Bettors who limit themselves to just one book, and don’t take the time to line shop, often cheat themselves out of potential profits in both the short term and the long term.
With the internet being what it is today, line shopping isn’t what it used to be. Lines are more consistent from book to book since a book caught too far behind on a line will often end up taking a lot of action on that line before eventually having to change it to avert risk.
But this is no reason to take line shopping less seriously. Profits and losses come down to the smallest of margins in sports betting. While the difference between getting a team at -110 and -105 may seem insignificant to the untrained eye, consider this: if you bet 1,000 games at -110, you will need to win 524 games to break even. If you bet 1,000 games at -105, you will need to win only 513 games to break even.
Profit is hard enough to find in this industry; why not give yourself the best chance you can?
Point Spreads and OVER/UNDERS
As stated above, in some cases you won’t see different point spreads on football or basketball games these days — but there are still many times when you do. Different books have different aversions to risk, different leans and opinions, different action from their bettors. Half-point differences are quite common, and how often have we all won, lost or pushed because of that half-point? Getting the best line (or price on that line) on your preferred side is extremely valuable.

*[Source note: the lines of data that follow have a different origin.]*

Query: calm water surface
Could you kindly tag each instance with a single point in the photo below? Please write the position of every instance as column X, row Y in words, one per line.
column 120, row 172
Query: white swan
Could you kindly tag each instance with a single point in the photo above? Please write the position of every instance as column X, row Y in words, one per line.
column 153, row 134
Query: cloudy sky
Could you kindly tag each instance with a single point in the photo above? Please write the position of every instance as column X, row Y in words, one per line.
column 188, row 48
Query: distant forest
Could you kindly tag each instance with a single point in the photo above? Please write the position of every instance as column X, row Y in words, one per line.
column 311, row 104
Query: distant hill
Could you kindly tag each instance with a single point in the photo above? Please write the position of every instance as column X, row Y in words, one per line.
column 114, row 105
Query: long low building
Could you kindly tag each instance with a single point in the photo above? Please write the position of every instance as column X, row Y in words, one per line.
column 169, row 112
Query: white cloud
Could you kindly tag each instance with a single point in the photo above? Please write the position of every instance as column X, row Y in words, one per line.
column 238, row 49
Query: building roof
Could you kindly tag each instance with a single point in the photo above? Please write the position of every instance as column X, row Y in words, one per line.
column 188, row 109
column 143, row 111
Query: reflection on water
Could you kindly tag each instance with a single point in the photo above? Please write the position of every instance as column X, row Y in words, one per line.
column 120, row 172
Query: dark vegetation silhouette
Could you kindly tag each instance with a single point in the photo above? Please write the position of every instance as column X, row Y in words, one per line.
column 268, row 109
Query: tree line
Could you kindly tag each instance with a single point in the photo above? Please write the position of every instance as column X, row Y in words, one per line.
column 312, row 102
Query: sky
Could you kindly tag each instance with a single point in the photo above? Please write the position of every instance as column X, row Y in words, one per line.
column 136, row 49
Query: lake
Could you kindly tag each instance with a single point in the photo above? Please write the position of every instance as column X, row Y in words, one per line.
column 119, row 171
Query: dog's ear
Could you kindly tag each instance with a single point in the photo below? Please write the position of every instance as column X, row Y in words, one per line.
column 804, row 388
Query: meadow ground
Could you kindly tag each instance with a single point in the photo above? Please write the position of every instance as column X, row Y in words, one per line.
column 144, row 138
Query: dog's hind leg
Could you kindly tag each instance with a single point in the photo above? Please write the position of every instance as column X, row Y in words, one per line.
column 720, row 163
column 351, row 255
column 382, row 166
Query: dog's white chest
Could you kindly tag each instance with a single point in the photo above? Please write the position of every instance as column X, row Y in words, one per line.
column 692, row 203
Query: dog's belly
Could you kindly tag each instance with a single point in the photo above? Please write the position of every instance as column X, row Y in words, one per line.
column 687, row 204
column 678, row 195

The value of line shopping is never more apparent than it is in moneyline betting in all of the major sports. Books commonly tweak their moneylines to try to balance action, and different books have different amounts of juice depending on how big the favorite is for the game. You rarely see a game with identical moneylines across the board. Comparing prices at even just a few books will almost assuredly produce multiple options, and give you a chance to increase the value on your selected side.